Cerró los ojos y se los frotó hasta que un cielo negro repleto de estrellas de colores llenó su cabeza. Pero ninguna presión podía aliviar el fastidioso dolor punzante que empezaba en el nacimiento del pelo, se extendía sobre su ojo derecho y abrasaba profundamente su cerebro. Involuntariamente, sus dedos peinaron el pelo en aquel lugar y, suavemente, exploraron una fina cicatriz. Cuando le asaltaba un dolor de cabeza como éste, la cicatriz siempre parecía estar caliente, ardiendo. Los cirujanos habían hecho un trabajo excelente minimizando su tamaño y visibilidad, pero siempre estaba allí para recordarle una vida que ya no viviría nunca más y apenas podía recordar.

Tenía veintisiete años cuando su antigua vida terminó. Había abandonado el Bellevue Hospital de Nueva York de noche, después de haber pasado treinta y dos horas de guardia suturando los restos darwinianos de la isla: borrachos, matones callejeros,
yuppies
babosos que conducían sus BMW demasiado rápido y las víctimas ocasionales que realmente no merecían lo que les había pasado. El personal médico del hospital la consideraba una brillante doctora y una cirujana con talento, hasta la última vez que subió a un metro.

Después de haber sido forzada a bajar del tren por un grupo de delincuentes en libertad condicional, que la violaron repetidamente durante horas, la golpearon con una barra de acero y la dejaron por muerta con un afilado destornillador clavado en la cabeza; sus antiguos colegas hicieron todo lo que pudieron por salvarle la vida.

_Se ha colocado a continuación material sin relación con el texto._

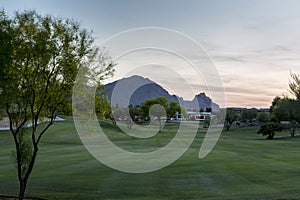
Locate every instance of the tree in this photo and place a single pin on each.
(284, 110)
(40, 57)
(155, 108)
(274, 103)
(208, 110)
(135, 112)
(102, 105)
(268, 129)
(294, 86)
(248, 115)
(230, 117)
(173, 108)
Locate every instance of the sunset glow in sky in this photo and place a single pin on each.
(253, 44)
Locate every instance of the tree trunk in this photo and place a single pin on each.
(159, 120)
(23, 185)
(271, 136)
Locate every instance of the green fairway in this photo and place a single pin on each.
(241, 166)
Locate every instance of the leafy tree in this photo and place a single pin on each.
(40, 57)
(135, 112)
(248, 115)
(173, 108)
(230, 117)
(102, 105)
(294, 86)
(284, 110)
(269, 129)
(274, 102)
(155, 108)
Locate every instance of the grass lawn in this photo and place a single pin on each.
(242, 166)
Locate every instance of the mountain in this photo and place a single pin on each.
(136, 89)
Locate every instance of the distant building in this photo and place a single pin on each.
(199, 116)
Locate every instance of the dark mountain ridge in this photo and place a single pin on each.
(136, 89)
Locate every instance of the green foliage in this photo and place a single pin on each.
(286, 109)
(294, 86)
(268, 129)
(248, 115)
(102, 105)
(135, 112)
(40, 58)
(230, 117)
(157, 112)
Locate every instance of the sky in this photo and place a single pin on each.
(254, 44)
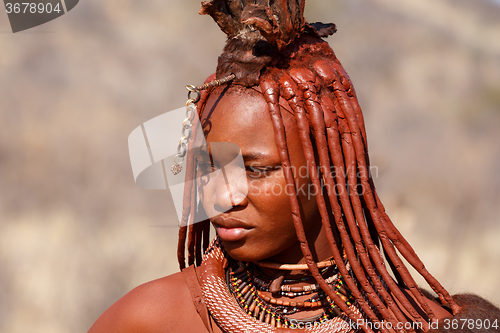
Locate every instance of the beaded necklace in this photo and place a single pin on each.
(247, 289)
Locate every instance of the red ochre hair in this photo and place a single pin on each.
(289, 60)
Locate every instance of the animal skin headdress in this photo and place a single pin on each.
(271, 46)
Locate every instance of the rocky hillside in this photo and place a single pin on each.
(75, 231)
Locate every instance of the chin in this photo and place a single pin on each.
(243, 253)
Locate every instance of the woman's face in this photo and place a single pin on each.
(257, 225)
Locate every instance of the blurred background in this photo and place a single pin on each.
(76, 233)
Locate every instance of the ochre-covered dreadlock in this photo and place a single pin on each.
(272, 47)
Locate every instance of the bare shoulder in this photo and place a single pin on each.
(162, 305)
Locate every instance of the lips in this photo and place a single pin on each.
(230, 229)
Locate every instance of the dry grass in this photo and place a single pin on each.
(75, 231)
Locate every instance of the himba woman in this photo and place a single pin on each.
(323, 259)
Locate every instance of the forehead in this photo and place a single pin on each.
(239, 116)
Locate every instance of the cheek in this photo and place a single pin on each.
(271, 192)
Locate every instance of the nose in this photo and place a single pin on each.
(229, 190)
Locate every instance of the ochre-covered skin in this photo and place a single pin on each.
(298, 67)
(292, 88)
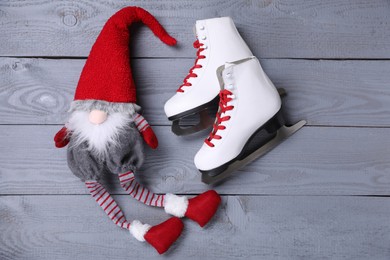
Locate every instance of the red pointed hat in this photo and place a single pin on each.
(107, 74)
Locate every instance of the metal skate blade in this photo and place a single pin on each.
(205, 121)
(281, 134)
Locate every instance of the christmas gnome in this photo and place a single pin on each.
(105, 133)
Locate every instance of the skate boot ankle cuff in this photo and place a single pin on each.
(138, 230)
(175, 205)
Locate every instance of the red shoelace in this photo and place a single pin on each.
(223, 107)
(191, 74)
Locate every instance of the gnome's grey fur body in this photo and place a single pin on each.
(126, 156)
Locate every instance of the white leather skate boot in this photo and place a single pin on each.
(218, 41)
(249, 103)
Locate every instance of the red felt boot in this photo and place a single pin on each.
(162, 236)
(200, 208)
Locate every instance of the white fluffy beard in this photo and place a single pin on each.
(97, 136)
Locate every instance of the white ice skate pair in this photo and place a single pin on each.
(249, 122)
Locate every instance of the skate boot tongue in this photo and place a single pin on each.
(191, 74)
(225, 97)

Aunque la cirugía y la terapia física volvieron a dejarla como estaba e incluso en mejores condiciones físicas que antes, su personalidad, el sentido de quién era, cambió completamente. De ser una persona seria, estudiosa y cortés pasó a ser agresiva, taciturna, abusiva y con frecuencia descontrolada.

El destornillador que le habían clavado los violadores había rasgado sus lóbulos frontales como una bomba, y borrado la sólida, estable, responsable ciudadana y agradable persona que había sido. Todos los conocimientos adquiridos en su educación permanecían intactos junto con sus manos, firmes como una roca, y una capacidad fenomenal para absorber nueva información, razonarla y utilizarla.

Tres meses después de regresar al trabajo, fue despedida por atacar a una enfermera de quirófano con un escalpelo, después de que la mujer le alargase el hemostático equivocado. El asalto había sido la culminación de una escalada de una serie de ausencias, citas olvidadas e insultos lanzados a los miembros del personal.

Dos filas detrás de ella, alguien roncaba. Sheila recorrió con los dedos los bordes de la máscara quirúrgica desechable y pellizcó el blando clip de metal sobre el puente de su nariz para asegurarse de que aún estaba tan bien sellado como debería estar.